Bu diken ile Türkiye'nin hemen hemen her bölgesinde karşılaşabilirsiniz...eskiden kentleşme hızlanmadan önceki dönemlerde mahallenin arsalarında bile onlarca vardı...üzerleri saka dolardı...baharda göz alıcı rengiyle dikkat çeker...ötücü kuşlarının en zeki ve fiziksel kapasitesi yüksek saka kuşunun(Carduelis carduelis)en sevdiği temel besinlerdendir...Ayrıca sakalar bu dikenlerden başka bir şekilde daha yararlanır...otlayan koyunlar zamanla geçtikleri yerlerdeki bu dikenlere kıl ve yünlerini bırakırlar...işte sakalar burada devreye girip o kıl ve yünleri didikleyerek gagalarıyla iplik haline getirir ve yuvalarında kullanırlar...bu dikenin tohumlarıyla beslenebildiği gibi, süpürge otu tohumu(kuş yemi) ve çınar ağaçlarının kozalağını da sever...


"Kuşlar da Gitti", Yaşar Kemal'in sevdiğim eserlerinden biridir... bu kitapta anlatılanlar gibi mahalleden  kış geçişlerinde kuşlara ağ kurmaya giderlerdi...sahilde ve tren yolunun çevresinde saka dikenlerinin bol olduğu yerlere...kocabaş, ispinoz, saka,florya, iskete yakalarlar...sonrada üç beş kuruşa azat ettirirlerdi...en iyilerini, parlak renkli, kenesetli(güzel ötüş) olanlarını kendilerine ayırırlardı...

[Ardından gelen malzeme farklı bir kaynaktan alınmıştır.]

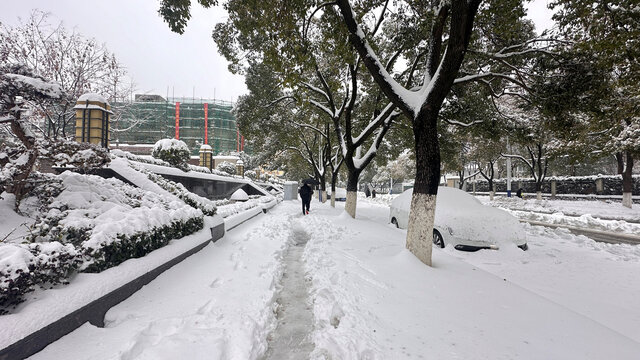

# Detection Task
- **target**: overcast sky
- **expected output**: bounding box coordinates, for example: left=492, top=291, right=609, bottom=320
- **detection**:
left=0, top=0, right=551, bottom=101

"Kuşlar da Gitti" İstanbul'un çürüyen, kirlenen yüzünün ve insanlığın da şehirle birlikte yok oluşunun romanıdır. Kuşların bir zamanlar mekan tuttuğu İstanbul'da çocuklar onları yakalayarak cami, kilise ve sinagogların kapılarında "azat buzat beni cennet kapısında gözet" diyerek satarlar. Ancak çocuklar satamadıkları kuşları yemek zorunda kalırlar... 

Saka kuşu erkeği ile dişi kanaryayı çiftleştirmek , melez kuş elde etmek de bu kuş meraklılarının vazgeçilmez uğraşlarından... bir gelenek... bu kuşlara genel olarak "saka piçi" denir... en güzel ötüşü duymak için insanların uğraşına bakın!